If we wanted to find the peak months for traffic accidents in 2015 we can

most_months <- accident_2015 %>% ### data that we read in R
        group_by(MONTH) %>% ### groups the data according to month
        summarize(count = n()) %>% ### find the total number of accidents per month
        mutate(mon_abb = as.factor(month.abb)) %>% ### create a new variable of abbreviations for month names
        as.data.frame() ### save result as a data frame
most_months

It's hard to see a trend or compare values looking at a table. We can better appreciate the results by plotting them and this time we'll use the function ggplot from the package ggplot2. We'll load this package again using the functionlibrary.

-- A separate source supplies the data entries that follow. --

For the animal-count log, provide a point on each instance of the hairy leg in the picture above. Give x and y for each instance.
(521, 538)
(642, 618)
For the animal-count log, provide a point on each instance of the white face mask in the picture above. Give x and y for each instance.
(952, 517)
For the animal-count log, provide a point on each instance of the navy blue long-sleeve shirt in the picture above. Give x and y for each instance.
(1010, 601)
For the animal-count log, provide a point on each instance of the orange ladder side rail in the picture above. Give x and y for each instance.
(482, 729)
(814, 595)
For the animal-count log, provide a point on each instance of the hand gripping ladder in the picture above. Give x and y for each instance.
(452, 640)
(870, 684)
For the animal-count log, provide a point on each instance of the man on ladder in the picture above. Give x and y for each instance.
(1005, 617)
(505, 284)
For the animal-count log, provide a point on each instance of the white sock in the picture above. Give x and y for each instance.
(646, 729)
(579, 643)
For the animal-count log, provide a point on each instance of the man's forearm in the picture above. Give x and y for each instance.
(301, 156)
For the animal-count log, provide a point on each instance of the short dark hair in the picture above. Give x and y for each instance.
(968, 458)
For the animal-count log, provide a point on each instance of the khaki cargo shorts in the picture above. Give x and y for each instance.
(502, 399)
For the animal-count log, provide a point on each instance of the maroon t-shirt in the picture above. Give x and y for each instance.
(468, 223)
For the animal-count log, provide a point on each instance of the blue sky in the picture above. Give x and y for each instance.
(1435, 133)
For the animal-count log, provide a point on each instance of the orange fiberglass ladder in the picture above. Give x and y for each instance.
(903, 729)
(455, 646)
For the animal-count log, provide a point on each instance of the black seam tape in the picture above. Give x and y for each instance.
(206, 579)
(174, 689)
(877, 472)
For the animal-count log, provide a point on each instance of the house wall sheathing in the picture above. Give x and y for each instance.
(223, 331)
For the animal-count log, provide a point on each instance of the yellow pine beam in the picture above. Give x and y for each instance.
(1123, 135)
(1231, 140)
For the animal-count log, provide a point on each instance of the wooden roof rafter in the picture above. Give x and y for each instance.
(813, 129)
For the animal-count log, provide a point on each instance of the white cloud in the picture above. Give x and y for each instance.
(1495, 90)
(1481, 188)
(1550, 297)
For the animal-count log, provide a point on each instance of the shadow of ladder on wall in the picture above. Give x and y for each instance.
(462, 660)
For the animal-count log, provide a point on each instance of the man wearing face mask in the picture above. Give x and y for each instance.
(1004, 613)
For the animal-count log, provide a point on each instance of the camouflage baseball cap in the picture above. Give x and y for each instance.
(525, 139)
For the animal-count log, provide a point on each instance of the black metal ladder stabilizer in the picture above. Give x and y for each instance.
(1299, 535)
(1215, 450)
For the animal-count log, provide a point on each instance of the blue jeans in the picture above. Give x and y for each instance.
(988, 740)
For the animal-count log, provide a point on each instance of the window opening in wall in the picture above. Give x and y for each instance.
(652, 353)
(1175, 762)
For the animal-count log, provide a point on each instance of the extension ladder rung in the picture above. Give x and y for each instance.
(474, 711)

most_months$mon_abb <- factor(c("Jan", "Feb", "Mar", "Apr", "May", "Jun", "Jul", "Aug", "Sep", "Oct", "Nov", "Dec"), levels = c("Jan", "Feb", "Mar", "Apr", "May", "Jun", "Jul", "Aug", "Sep", "Oct", "Nov", "Dec")) ### assign factor levels to correctly plot the data

library(ggplot2) ### load ggplot2 package for plotting data
ggplot(data = most_months, aes(x = mon_abb, y = count, group = 1)) + ### select the data and variables we will plot
        geom_line(colour = "red", linetype = "dashed", size = 1.5) + ### plot data as a line
        geom_point(colour = "red", size = 4, shape = 21, fill = "green") + ### plot data as green round points as well
        xlab("Month") + ### add label to x-axis
        ggtitle("Number of Accidents Recorded per Month in 2015") ### add title

We see that the peak months for traffic accidents are the months from July to october. The package FARSread has other functions which will be demonstrated on the second vignette included in this package. Among those functions is a function that creates a map plot of a State with the location of the traffic accidents shown as points in the map.

To gain a better understanding of the data in FARS we have provided below a brief description of the variables in the 2015 FARS data. You'll find it in the appendix at the bottom of this page. For a detailed description of the variables in the data you can download a copy of the pdf file Fatality Analysis Reporting System (FARS) Analytical User's Manual 1975-2016 available from the website https://crashstats.nhtsa.dot.gov/Api/Public/Publication/812447.

You can also view the FARS data from 2015 in R without having to use the system.file function. We have read the file in R for you and saved it in an R object called fars_2015. You can access the first 6 rows of the data by typing the following on the console pane in R Studio:

library(FARSread)
head(fars_2015, 6)

Raw data for the year 2013 and 2014 in .csv.bz2 format are also available with this package. You may access them like in the demonstration above using the system.file function.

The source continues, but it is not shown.